Although Obama has spoken of the importance of diversity in his administration, his inner economic team is a boys’ club, says Sheila Bair, a former head of the Federal Deposit Insurance Corporation who has pushed publicly for Obama to pick Yellen to run the Fed. The top administration jobs that most affect the financial industry, Bair explains, are the chair of the Fed, the secretary of the Treasury, the head of the New York Federal Reserve, and the comptroller of the currency. And although there have been a few women in other top economic policy positions in the Obama administration, none of these big four spots has ever been filled by a woman.

“This has been a historical trend which Obama has good opportunity to break,” Bair says. Bringing in a woman would be more than just symbolic. Yellen breaking the gender barrier in the administration’s top economic circles could have practical implications, too. Many women who have worked in or with the administration in senior economic policy positions—including Bair, Sen. Elizabeth Warren (D-Mass.), and Christina Romer—have said publicly they felt excluded and marginalized by men in the decision-making process. Having a lady heading the Fed could change that.

Yellen running the Fed could also be important to women in economics. Only about a third of the people entering Ph.D. programs in economics are women, and only about 10 percent of all full-time tenured economics professors in the country are female. “There’s a kind of culture within the world of economics and finance which is very testosterone-driven,” says Margaret Blair, an economist at Vanderbilt University School of Law. Lynn Stout, a professor of corporate and business law at Cornell University, agrees. “Economists are not among most friendly to women when comes to a culture,” she says.

Yellen could help shift the economics profession away from being an “old boys’ club,” Stout says. “It would be encouragement to other women who might be more willing to put up with the hazing they generally receive when they try to study economics at the Ph.D. level…I think the symbolism is huge.”

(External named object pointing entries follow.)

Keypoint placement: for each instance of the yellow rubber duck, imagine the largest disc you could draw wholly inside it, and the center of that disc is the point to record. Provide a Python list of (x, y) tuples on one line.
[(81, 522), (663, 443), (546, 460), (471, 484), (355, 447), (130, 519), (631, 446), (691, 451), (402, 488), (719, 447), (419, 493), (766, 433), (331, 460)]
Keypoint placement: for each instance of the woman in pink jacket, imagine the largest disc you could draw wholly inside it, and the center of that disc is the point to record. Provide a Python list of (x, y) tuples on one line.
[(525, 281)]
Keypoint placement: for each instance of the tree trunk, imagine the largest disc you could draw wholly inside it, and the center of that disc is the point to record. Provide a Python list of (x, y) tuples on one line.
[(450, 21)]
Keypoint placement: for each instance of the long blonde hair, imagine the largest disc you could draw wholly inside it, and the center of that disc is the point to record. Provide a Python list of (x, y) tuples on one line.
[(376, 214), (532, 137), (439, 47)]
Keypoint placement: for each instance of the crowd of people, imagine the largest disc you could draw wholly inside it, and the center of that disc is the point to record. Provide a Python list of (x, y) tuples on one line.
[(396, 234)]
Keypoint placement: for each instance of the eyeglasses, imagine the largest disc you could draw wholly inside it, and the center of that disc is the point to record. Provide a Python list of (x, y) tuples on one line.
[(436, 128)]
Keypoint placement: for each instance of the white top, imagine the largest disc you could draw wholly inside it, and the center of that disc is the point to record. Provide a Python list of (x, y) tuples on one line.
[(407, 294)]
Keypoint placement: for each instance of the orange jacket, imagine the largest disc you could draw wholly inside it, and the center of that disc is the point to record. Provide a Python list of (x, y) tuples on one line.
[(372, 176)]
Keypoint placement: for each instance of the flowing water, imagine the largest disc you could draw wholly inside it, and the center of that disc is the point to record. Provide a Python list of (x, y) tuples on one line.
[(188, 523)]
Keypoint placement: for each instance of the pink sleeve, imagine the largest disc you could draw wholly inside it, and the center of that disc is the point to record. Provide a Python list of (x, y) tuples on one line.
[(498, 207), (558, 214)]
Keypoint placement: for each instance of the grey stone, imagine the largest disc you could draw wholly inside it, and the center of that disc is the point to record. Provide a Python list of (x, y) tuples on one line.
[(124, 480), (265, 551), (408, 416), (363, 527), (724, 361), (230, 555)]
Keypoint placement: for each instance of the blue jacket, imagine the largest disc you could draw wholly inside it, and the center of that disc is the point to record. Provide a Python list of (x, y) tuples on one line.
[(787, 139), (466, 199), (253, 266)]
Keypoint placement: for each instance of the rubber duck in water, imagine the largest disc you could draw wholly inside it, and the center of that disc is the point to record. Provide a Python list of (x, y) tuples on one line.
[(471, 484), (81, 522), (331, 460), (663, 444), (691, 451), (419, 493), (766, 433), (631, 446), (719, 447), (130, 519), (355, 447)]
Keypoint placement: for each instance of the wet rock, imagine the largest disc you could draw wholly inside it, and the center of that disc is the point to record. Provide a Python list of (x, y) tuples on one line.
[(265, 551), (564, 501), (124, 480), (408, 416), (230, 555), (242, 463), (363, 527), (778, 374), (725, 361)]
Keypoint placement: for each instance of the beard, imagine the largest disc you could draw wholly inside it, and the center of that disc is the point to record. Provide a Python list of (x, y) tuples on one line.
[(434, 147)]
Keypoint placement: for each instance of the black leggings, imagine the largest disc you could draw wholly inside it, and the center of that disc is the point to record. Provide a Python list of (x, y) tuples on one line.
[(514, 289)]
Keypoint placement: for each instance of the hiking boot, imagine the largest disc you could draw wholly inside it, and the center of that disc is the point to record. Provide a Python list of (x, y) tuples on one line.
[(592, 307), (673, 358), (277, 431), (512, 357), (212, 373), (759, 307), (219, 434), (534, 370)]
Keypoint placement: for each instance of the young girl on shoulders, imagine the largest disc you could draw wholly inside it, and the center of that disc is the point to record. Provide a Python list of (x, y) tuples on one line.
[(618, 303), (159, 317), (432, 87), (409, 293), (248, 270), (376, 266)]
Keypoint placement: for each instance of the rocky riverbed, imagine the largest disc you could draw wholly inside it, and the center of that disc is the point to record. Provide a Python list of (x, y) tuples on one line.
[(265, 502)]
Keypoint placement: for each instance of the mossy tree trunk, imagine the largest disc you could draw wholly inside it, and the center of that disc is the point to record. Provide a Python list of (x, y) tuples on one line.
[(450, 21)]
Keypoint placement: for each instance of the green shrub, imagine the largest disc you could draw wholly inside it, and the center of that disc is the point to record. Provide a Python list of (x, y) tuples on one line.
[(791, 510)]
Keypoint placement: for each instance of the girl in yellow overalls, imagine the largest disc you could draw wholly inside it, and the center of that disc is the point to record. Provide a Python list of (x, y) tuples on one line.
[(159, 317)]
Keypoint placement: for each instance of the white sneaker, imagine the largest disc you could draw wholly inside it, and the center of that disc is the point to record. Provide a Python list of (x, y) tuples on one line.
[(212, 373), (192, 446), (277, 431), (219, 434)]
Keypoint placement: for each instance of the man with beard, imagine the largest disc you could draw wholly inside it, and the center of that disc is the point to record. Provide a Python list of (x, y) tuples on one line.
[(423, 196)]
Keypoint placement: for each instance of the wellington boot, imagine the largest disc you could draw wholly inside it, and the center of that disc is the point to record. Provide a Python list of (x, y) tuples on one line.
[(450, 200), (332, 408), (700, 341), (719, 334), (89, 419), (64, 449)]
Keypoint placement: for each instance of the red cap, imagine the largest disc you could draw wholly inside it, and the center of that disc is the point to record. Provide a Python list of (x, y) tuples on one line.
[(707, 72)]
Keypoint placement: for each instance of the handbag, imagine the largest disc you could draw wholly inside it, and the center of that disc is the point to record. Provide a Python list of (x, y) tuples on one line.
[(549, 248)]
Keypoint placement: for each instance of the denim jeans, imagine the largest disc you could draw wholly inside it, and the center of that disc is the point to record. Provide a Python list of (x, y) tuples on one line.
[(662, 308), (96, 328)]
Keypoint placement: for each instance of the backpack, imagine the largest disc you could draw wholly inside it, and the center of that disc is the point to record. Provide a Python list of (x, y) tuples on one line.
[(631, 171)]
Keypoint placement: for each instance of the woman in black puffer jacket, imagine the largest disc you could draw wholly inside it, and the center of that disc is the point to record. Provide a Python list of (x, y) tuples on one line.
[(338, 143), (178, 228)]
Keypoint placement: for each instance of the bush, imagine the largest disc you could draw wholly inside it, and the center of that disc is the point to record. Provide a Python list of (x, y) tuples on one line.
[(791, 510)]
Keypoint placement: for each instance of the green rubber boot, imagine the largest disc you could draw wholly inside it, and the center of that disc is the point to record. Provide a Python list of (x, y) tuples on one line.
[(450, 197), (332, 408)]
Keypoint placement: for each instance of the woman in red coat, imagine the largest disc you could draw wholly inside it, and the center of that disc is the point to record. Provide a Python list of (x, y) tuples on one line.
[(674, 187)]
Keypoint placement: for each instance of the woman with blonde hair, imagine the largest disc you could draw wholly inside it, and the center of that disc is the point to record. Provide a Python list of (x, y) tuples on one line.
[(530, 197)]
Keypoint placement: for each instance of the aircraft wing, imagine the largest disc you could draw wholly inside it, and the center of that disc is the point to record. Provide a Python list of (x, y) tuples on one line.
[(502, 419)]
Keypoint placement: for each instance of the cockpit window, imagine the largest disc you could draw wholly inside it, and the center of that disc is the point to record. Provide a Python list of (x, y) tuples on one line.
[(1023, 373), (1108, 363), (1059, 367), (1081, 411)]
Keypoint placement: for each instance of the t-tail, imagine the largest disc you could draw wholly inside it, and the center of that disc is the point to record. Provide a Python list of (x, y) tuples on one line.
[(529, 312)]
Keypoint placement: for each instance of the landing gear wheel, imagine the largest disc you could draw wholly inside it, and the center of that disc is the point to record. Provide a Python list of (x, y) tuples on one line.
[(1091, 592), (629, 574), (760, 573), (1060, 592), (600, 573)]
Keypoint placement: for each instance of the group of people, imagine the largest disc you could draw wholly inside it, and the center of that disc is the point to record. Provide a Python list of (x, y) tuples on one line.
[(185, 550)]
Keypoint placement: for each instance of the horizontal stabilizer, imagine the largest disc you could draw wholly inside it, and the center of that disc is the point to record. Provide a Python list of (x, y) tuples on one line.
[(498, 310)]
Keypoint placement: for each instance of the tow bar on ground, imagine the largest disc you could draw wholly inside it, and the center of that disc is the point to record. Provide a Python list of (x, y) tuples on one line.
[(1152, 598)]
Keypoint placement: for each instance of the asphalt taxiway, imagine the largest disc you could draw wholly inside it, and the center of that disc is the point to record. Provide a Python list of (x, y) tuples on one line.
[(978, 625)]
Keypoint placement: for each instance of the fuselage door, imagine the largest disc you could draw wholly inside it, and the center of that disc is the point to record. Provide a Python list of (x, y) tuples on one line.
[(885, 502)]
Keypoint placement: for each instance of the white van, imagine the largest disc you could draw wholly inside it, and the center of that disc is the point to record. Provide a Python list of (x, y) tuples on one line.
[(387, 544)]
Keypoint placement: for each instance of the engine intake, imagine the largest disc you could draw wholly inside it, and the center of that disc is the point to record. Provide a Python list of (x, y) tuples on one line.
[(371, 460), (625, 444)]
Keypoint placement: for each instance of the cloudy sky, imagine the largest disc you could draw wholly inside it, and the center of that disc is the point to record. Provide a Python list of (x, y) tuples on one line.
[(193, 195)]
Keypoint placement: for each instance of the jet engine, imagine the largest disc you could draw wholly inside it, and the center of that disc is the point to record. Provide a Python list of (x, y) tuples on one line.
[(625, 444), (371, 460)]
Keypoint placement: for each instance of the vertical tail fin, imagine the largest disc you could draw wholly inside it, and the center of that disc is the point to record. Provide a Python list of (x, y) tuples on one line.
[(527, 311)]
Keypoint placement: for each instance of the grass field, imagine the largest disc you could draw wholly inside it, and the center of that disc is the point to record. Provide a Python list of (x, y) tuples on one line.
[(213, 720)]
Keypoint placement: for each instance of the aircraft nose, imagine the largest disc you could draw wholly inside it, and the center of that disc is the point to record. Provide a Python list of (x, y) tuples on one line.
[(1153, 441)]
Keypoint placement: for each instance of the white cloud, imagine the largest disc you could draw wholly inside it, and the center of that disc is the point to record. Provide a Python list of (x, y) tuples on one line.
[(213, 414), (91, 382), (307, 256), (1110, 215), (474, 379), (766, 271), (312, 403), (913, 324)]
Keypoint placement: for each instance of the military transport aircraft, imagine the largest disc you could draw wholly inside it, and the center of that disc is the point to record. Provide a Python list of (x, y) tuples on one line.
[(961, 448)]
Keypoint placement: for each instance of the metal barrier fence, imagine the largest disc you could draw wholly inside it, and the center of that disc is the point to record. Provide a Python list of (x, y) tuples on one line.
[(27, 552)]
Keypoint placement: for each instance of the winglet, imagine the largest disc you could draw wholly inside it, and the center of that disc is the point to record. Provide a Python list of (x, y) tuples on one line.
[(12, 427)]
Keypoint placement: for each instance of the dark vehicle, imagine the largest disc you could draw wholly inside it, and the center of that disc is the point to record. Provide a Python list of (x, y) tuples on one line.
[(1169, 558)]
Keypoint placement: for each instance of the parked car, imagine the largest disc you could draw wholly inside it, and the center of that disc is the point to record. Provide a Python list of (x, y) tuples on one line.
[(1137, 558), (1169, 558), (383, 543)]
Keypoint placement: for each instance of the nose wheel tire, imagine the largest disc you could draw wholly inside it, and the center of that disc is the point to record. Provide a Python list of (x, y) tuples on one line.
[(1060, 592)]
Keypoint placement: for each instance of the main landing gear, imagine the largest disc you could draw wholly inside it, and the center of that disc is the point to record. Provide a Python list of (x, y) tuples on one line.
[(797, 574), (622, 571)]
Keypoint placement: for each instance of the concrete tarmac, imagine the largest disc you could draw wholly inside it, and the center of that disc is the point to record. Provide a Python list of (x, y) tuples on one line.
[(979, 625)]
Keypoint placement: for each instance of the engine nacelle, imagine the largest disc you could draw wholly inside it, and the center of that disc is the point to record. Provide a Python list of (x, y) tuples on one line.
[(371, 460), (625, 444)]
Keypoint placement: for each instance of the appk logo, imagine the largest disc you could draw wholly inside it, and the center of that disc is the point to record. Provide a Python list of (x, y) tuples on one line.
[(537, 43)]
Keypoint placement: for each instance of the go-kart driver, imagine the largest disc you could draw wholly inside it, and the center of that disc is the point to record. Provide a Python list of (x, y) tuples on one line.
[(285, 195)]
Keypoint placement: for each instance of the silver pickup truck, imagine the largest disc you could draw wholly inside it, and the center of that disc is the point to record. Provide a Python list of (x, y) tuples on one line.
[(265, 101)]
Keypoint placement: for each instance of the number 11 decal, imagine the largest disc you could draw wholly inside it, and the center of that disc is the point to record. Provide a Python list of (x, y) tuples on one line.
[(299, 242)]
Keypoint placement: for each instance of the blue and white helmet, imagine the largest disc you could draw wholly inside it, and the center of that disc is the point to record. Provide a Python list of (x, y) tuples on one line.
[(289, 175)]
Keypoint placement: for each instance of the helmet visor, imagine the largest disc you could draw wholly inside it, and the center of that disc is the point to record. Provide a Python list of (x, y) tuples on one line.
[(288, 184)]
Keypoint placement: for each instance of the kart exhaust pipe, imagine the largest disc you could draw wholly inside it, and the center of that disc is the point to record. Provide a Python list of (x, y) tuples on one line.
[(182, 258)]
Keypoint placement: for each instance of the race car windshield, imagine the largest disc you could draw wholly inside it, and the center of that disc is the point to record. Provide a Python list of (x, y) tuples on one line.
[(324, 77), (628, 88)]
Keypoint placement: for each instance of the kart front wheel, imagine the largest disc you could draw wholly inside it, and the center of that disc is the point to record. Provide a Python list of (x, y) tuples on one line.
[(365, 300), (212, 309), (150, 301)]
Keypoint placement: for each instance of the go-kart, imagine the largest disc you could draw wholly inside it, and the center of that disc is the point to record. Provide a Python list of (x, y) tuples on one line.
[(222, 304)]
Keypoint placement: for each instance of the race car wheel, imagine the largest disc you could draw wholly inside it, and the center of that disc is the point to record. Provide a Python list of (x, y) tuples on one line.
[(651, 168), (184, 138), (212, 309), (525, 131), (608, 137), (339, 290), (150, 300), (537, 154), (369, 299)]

Yellen is immensely qualified to run the Fed. She’s worked there for nearly two decades, was chair of the Council of Economic Advisers under President Clinton, and previously had an academic career at the University of California-Berkeley. And she knows what she’s talking about. A recent study also found that Yellen was the Fed policymaker who was most often right between 2009 and 2012. The Wall Street Journal recently scored 14 Fed policymakers on 700 predictions they made on growth, jobs, and inflation during the recovery, and found that the “most accurate forecasts overall came from Ms. Yellen.”

Perhaps the best argument for appointing Yellen is the alternative. Summers—who is perhaps most famous for his comments at a 2005 economics conference implying that women may be “innate[ly]” less intelligent than men—is a lifelong deregulator who helped cause the financial collapse. Yellen was one of the only top Fed policymakers who predicted the housing crisis. In 2005, she warned that “house prices are abnormally high—that there is a ‘bubble’ element.” Summers at the time said the idea was based on a “Luddite premise.

Summers also has been accused of bullying those who don’t share his position. In 2008, he reportedly shot down Romer, who had just been appointed chief White House economist, when she proposed a larger stimulus than he thought was practical. In the 1990s, he reportedly yelled at Brooksley Born, the former head of the Commodity Futures Trading Commission, when she proposed regulating the complex financial products called derivatives that ended up contributing to the financial crisis.

Yellen’s reputation, on the other hand, “is one of collegiality,” says Sheila Bair. “I can only assume she would be much more inclusive [than Summers].”